As an example, let’s say you’ve got a list of permissions within your Terraform code defined as:
users = [“user-a”,”user-b”,”user-1″]
You run terraform apply, and everything looks great! Of course you immediately run terraform plan after the terraform apply – because we’re paranoid battle-hardened operators and we’ve learned to double-check our work – and it wants to update the user list… WHAT?
Here is what’s happening: the Terraform provider responsible for that particular item has recorded the list in the terraform state in a slightly different order:
users = [“user-1″,”user-a”,”user-b”]
When a terraform plan operation executes the comparison, it is not taking the order into account, and now you’re stuck in a never-ending update loop, because no matter how many times you successfully run terraform apply, this comparison will still fail.
To resolve this, review your state file with terraform state pull and change the ordering of that item in your Terraform sources to match how Terraform state “thinks” it should look.
Rerun terraform plan and the Bogus Drift should be resolved.
- Run terraform apply
- Immediately execute terraform plan and find configuration drift
- Review output of terraform state pull
- Adjust your code to match state , rerun terraform plan to verify the configuration drift is resolved
Detecting and handling Introduced Drift
Introduced Drift happens when new infrastructure is introduced outside the Terraform life-cycle. This is the most difficult type of configuration drift to detect and handle, as Terraform simply doesn’t know that the infrastructure exists yet.
Sometimes you’ll find Introduced Drift during a destroy operation, when Terraform attempts to destroy a resource and it flat out fails due to a dependency check in the upstream provider. Other times you’ll be looking at a specific system and notice a previously unrecorded bit of infra that seems to have auto-magically appeared overnight (this often happens when two or more teams are working within the same system and aren’t communicating as well as they could be).

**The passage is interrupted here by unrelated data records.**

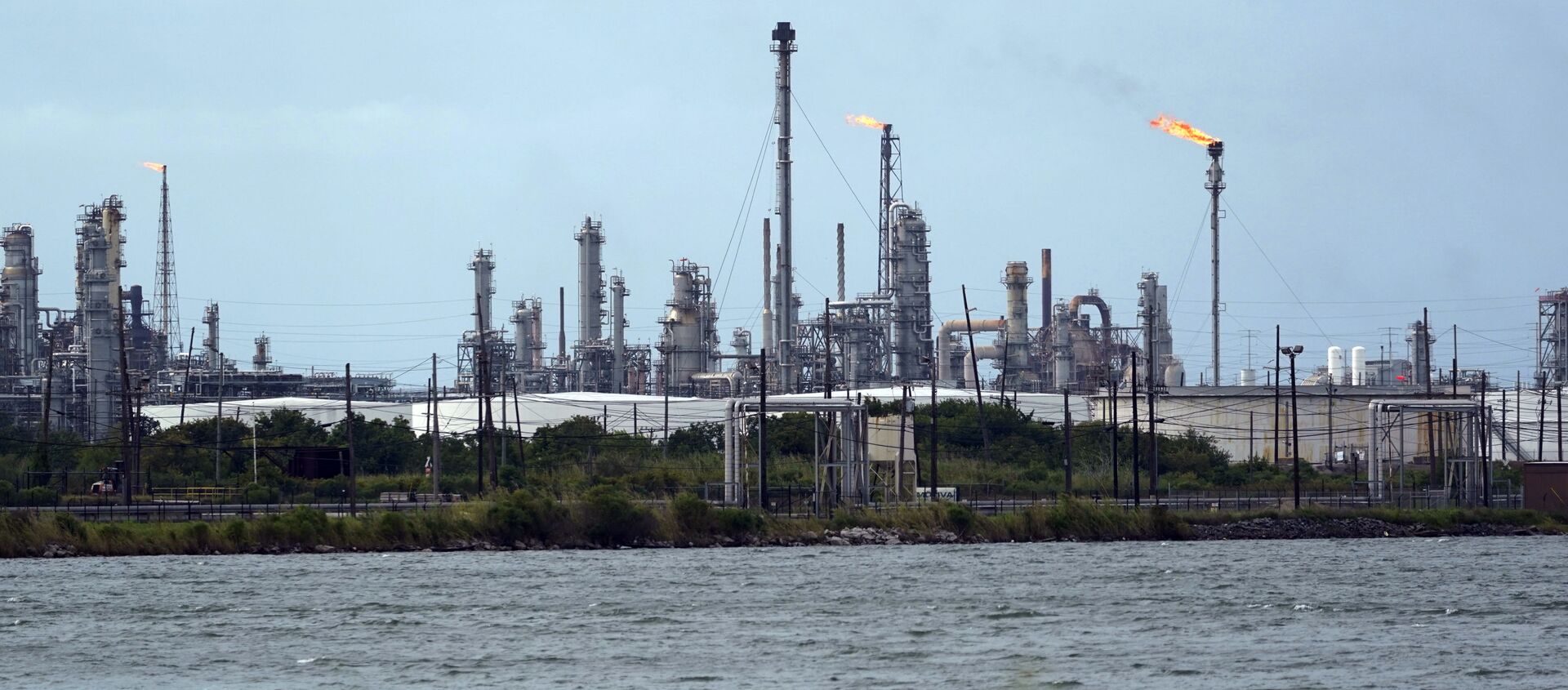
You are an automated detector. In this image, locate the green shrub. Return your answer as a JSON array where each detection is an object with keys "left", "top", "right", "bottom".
[
  {"left": 484, "top": 491, "right": 571, "bottom": 542},
  {"left": 946, "top": 503, "right": 975, "bottom": 535},
  {"left": 578, "top": 484, "right": 654, "bottom": 545},
  {"left": 19, "top": 486, "right": 60, "bottom": 505},
  {"left": 51, "top": 513, "right": 88, "bottom": 542},
  {"left": 185, "top": 521, "right": 212, "bottom": 549},
  {"left": 218, "top": 518, "right": 251, "bottom": 549},
  {"left": 278, "top": 508, "right": 332, "bottom": 545},
  {"left": 670, "top": 492, "right": 714, "bottom": 535},
  {"left": 712, "top": 508, "right": 762, "bottom": 538},
  {"left": 376, "top": 511, "right": 409, "bottom": 545},
  {"left": 242, "top": 484, "right": 279, "bottom": 503}
]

Either way, you’re now in the position where you need to make a decision on what to do. In some instances the answer will be “Do nothing.” – depending on your specific system, setup, and environment. The rest of this section assumes that “Do nothing.” is the wrong answer, and we now need to get this new infrastructure managed within our existing Terraform project.
Your first step should be to review your Terraform provider for this particular resource and determine if it supports terraform import. If it does, keep on reading! If not, we’re going to have to treat this like a new infrastructure addition, including the normal shell-game while recreating it to avoid an outage. Ideally you already know how to do that, so we don’t cover it in depth here.
Next, we model the resource within Terraform like we would any other piece of new infrastructure. The key is to ensure that you match the identifier your provider uses with that used by the live system so they will line up during the import process – in practice this is typically the “name” parameter on the resource.
Then, run a terraform import on the newly modeled resource to record it into the Terraform state.
Finally run terraform plan against the newly modified state to verify our model against the imported resource, and adjust our model to match any notable differences in the imported state until the plan is “clean”. There is a non-zero chance that you will encounter Bogus Drift (see above) during this process, so make sure you understand how to deal with that as well.
At this point your “new” infrastructure is managed and you can make changes to it as you normally would in your Terraform ecosystem.
- Review your infrastructure, detect Introduced Drift
- Decide what to do – maybe nothing
- Understand the resource provider
- Model the new resource within Terraform
- Execute terraform import the new resources
Execute terraform plan to validate the import, adjust local Terraform as required.